Eine zweite mögliche Bestimmung würde einen dauerhaften Mechanismus einführen, ähnlich den Arbeitserlaubnisregelungen, die während der COVID-19-Pandemie weltweit eingeführt wurden. Ziel wäre es, den zu erwartenden grünen oder digitalen Wandel in den Unternehmen vorwegzunehmen.

Die Arbeitgeber wollen, dass der Plan flexibel und einfach ist, sagte Santos von CEOE. Gemeinsam mit den Gewerkschaften haben die Arbeitgeber den ursprünglichen Vorschlag der Regierung abgelehnt.
„Wir wollen ein flexibleres Modell nach deutschem Vorbild“, sagte der Gewerkschaftsvorsitzende Sordo und bezog sich dabei auf die so genannte Kurzarbeit, bei der Arbeitnehmer im Rahmen von Kündigungsschutzregelungen auf Kurzarbeit gesetzt werden.

Einige Arbeitsmarktanalysten sind der Meinung, dass die Regelungen nicht ausreichen, um die Abneigung der spanischen Unternehmen gegen die Einstellung von Arbeitnehmern auf Dauer zu überwinden.

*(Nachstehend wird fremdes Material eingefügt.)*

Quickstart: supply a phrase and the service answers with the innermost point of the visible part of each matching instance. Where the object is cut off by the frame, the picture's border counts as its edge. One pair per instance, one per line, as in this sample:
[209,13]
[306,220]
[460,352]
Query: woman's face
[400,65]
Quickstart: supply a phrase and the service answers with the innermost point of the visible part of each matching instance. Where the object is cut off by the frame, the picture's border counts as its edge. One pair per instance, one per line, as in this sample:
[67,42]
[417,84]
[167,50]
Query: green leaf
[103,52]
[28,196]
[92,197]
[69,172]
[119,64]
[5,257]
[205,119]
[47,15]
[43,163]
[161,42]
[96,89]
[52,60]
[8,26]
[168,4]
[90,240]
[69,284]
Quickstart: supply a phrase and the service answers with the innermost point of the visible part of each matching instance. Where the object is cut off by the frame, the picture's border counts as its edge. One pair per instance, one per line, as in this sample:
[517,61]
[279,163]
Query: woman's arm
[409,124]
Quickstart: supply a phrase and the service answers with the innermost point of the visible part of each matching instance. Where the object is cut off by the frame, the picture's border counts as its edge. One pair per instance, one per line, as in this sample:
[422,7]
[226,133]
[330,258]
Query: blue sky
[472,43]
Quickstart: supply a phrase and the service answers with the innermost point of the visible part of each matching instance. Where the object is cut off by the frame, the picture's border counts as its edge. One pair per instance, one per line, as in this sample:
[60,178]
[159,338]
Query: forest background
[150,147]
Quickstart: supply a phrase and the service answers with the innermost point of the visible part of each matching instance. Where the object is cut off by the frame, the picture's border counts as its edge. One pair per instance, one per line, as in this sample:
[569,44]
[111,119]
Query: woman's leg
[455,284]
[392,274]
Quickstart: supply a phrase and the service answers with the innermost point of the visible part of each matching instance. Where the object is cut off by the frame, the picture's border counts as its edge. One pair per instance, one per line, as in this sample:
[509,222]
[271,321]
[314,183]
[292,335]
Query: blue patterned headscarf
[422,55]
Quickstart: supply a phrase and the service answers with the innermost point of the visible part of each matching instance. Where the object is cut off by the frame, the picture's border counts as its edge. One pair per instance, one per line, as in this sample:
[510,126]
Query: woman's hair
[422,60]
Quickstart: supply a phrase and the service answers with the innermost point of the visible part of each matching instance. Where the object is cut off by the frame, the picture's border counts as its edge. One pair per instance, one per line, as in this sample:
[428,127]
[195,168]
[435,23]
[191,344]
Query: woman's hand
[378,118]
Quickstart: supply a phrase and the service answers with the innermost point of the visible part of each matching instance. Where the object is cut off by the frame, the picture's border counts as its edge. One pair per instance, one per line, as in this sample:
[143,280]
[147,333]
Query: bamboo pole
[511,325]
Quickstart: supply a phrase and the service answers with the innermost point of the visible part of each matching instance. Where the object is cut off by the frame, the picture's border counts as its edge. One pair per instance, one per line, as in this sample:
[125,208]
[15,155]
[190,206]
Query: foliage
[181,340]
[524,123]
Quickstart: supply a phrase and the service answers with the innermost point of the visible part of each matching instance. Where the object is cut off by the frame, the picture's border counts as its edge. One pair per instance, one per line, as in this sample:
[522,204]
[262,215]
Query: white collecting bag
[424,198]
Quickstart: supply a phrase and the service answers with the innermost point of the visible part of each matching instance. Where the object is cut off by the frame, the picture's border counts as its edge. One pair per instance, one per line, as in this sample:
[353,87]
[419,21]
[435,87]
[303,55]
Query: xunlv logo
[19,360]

„Befristete und unbefristete Verträge sind kommunizierende Gefäße; wenn man das eine strafft, muss man das andere flexibler machen. Andernfalls verlieren die Unternehmen an Flexibilität, um in einer zunehmend globalisierten Welt wettbewerbsfähig zu sein“, so Ignacio Conde-Ruiz, Wirtschaftsprofessor an der Universität Complutense in Madrid.

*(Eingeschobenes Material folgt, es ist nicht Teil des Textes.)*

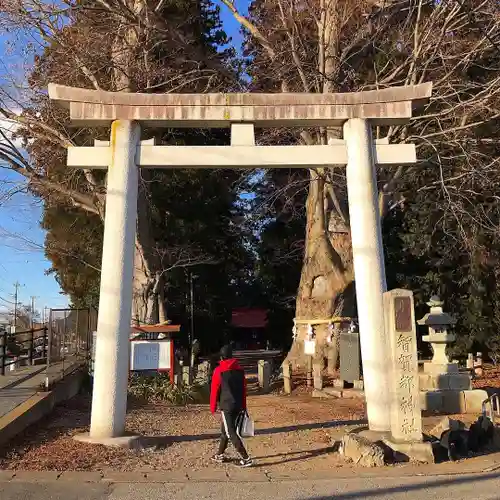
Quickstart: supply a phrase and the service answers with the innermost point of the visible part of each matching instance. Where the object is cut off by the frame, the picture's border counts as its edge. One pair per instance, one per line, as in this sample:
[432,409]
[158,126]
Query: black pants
[230,420]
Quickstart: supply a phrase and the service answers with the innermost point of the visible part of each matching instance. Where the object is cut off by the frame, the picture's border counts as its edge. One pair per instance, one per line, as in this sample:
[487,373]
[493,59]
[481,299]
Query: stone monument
[406,417]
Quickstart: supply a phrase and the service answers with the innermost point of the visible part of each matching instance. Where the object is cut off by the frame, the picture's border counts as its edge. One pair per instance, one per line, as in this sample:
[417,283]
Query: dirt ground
[294,433]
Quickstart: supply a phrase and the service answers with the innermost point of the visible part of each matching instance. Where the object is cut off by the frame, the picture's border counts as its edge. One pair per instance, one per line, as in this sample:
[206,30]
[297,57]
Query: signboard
[150,355]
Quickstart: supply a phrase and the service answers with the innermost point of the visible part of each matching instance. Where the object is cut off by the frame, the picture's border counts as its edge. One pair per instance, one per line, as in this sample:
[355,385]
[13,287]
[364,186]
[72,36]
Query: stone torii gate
[125,152]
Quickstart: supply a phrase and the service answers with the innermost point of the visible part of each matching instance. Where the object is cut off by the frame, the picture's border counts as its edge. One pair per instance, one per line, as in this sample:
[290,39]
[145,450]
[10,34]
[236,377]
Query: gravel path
[293,433]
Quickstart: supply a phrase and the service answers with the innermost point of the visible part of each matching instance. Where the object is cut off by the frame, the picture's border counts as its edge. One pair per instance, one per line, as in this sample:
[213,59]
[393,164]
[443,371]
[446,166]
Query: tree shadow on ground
[164,441]
[297,456]
[407,488]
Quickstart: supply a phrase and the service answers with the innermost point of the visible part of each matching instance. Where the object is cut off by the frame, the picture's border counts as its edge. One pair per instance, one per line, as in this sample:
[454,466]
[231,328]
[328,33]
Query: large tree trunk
[148,277]
[326,286]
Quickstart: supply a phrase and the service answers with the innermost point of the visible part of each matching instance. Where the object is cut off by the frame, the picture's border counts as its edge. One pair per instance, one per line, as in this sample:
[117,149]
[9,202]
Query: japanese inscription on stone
[406,421]
[402,313]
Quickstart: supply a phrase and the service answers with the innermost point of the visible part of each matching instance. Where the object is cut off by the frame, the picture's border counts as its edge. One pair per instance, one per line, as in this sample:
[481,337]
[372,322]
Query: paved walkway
[18,386]
[459,487]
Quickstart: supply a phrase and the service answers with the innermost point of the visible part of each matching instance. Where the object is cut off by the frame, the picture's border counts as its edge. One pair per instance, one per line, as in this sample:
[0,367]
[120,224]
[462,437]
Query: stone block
[318,375]
[35,476]
[444,425]
[420,452]
[338,383]
[187,376]
[473,400]
[264,375]
[353,394]
[362,451]
[438,368]
[431,400]
[331,391]
[453,402]
[405,413]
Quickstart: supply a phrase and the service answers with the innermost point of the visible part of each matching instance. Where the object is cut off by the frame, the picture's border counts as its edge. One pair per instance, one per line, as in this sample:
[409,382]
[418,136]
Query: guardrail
[12,350]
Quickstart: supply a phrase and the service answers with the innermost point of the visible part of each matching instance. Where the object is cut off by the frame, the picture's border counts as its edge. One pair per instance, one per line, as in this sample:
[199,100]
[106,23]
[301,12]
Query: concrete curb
[37,406]
[23,378]
[479,465]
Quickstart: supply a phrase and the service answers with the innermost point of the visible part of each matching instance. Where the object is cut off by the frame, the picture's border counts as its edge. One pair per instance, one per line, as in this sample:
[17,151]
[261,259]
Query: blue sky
[21,238]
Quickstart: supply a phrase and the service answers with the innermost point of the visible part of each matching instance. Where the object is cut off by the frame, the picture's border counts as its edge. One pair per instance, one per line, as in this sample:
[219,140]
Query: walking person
[228,393]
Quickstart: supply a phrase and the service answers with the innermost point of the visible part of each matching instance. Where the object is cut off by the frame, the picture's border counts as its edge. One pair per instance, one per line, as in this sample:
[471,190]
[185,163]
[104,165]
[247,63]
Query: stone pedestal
[318,375]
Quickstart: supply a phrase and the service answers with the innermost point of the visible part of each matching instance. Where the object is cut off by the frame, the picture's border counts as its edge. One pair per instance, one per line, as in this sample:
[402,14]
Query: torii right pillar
[369,270]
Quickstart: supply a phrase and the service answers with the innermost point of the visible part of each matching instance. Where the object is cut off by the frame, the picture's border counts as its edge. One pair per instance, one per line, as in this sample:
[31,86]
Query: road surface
[463,487]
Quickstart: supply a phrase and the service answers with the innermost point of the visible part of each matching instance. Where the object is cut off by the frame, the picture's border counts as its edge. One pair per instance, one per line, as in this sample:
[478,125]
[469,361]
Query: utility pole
[33,311]
[191,333]
[17,285]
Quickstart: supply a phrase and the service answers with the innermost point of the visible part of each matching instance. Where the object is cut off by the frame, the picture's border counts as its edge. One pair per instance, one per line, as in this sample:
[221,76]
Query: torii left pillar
[111,367]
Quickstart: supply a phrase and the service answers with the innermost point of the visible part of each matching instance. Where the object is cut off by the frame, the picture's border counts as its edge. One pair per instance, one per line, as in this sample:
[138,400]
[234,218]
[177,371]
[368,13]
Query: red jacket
[229,387]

Eine Quelle, die mit der Angelegenheit vertraut ist, sagte, dass die Europäische Kommission eher bereit wäre, eine Einigung zu akzeptieren – und die Konjunkturmittel bis 2022 freizugeben -, wenn sie die Zustimmung der Wirtschaft findet, selbst wenn sie mehr Marktflexibilität opfert, als ihr lieb ist.

(Berichterstattung durch Belén Carreño, Bearbeitung durch Mark John, Aislinn Laing und Toby Chopra; Übersetzung durch Darío Fernández)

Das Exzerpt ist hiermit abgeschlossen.